State Farm Hits the Right Note with Branded Content

Written by StitchDX | Mar 11, 2010 2:47:10 PM

It isn’t often these days that insurance companies are seen as the good guys, but State Farm bought a ginormous amount of positive brand image with its sponsorship of OK Go’s new video, “This Too Shall Pass.” The sponsorship included the expense involved to allow fans to embed said video on their own blogs and Web sites – an action that the Australian band’s own label, EMI, no longer permits.

But back to the beginning. OK Go became an international sensation with its 2006 video, “Here It Goes Again.” Shot on a non-existent budget, it featured the band members dancing on treadmills and immediately went viral upon hitting YouTube. Posted without EMI’s knowledge, the video spread throughout the Internet as fans embedded it seemingly everywhere. At first, EMI appreciated the free publicity – as well as the fact that Ok Go was recouping the label’s investment and generating a profit.

Soon after, however, EMI and other major labels went into panic mode when record sales tanked, and demanded YouTube pay them for streaming their material – and then made it impossible for fans to embed music videos. So even though the viral nature of Ok Go’s homemade video earned the band millions of fans and the label millions of dollars, retrograde reasoning ruled the day.

Enough set-up. Thanks to State Farm, you can view Ok Go’s amazing new video right here on this very blog. Although fun and creative, it taps into the 2010 zeitgeist of people feeling besieged by problems beyond their power to control. The message: Yes, this too shall pass – presumably with the help of State Farm, which makes its presence subtly known in the video by a toy State Farm truck that sets the Rube Goldberg-inspired chain of events into motion, and a blink-and-you-miss-it State Farm teddy bear. Oh, yeah, and the shout-out screen at the end of the video.

State Farm’s inventive branded content project is creating reverberations in very serious media quarters. Helen Walters of BusinessWeek takes it from here:

“Todd Fischer, manager of national sponsorships at the Bloomington, Ill.-based State Farm, was keen to assert that EMI had been ‘at the table’ throughout the negotiation process on this latest video, which started back in fall of last year. But clearly he’s also more than happy that State Farm gets to play the part of forward-thinking innovator, working to supply fans with what they really want and need (the ability to take the video and include it on their own sites).

“In supporting a band that epitomizes the DIY, can-do, I’ll-take-it-and-I’ll-mash-it attitude of contemporary culture, the insurer taps into a young audience in a cool, appropriate way. The band, meanwhile, gets to make another fantastic video, harness buzz and win over new fans: the film had nearly 1.4 million views in less than 48 hours.”

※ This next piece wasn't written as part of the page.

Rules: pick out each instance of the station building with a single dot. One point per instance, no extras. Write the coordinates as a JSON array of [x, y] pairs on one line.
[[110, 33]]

The New York Times published an Op-Ed column by OK Go’s lead singer/guitarist, Damian Kulash Jr., who provided his well-considered take on the bite-off-your-nose-to-spite-your-face actions of record labels prohibiting the distribution of their artists’ videos by fans. Wrote Kulash:

“In these tight times, it’s no surprise that EMI is trying to wring revenue out of everything we make, including our videos. But it needs to recognize the basic mechanics of the Internet. Curbing the viral spread of videos isn’t benefiting the company’s bottom line, or the music it’s there to support. The sooner record companies realize this, the better — though I fear it may already be too late.”

While many major brands are making forays into branded content, State Farm has literally hit all the right notes in partnering with a creative enterprise that can help it reach new customers. In an era in which an insurance company “gets” the power of digital and social media to build brands and relationships better than record labels, all bets are off. For those industries that don’t get it, their troubles are not likely to pass.